In this sense, the magnitude of the registered convergences and their evolution advised, from a safety point of view, the adoption of the model section most resistant, even reinforced. The adoption of a resistant lining was not considered until construction was well under way, for which the primary support should be definitive.
As for the sprayed concrete, the average thickness executed was around 400mm, much more than the 150mm that was theoretically established for model section C. This was due to the high fracturing of the mass noted above.
Indeed, this characteristic prevents strict adherence to theory, with the existing recesses and projections caused by the frequent loosening of blocks and plugs.

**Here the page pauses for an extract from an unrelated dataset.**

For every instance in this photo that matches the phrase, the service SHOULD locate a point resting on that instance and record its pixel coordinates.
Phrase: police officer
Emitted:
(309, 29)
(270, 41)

A much greater thickness of gunite was generally needed than that deemed necessary in accordance with the section chosen. Besides conveniently covering the support elements, meshes and trusses ensured that the shotcrete works predominately in compression.
According to the real geometry of the excavation, buckling or tension stresses could call for locally determined shotcrete zones with thicknesses of less than 300mm of sprayed concrete and therefore produce a much less efficient resistance response.
Sealing and final lining
To prevent any possible filtrations at the joints or accumulations of humidity, a continuous PVC laminate with a thickness of 1.2mm was used in addition to a geotextile layer of 500g/m² to protect the laminate holding up the primary support.
The section has been finished with a lining in H-25 plain concrete, 300mm thick, continuous and concreted in situ with a travelling formwork along the arch. Initially, the construction project proposed a finishing with prefabricated slabs, but the continuous lining was considered convenient, due to the significant convergences detected in the primary support.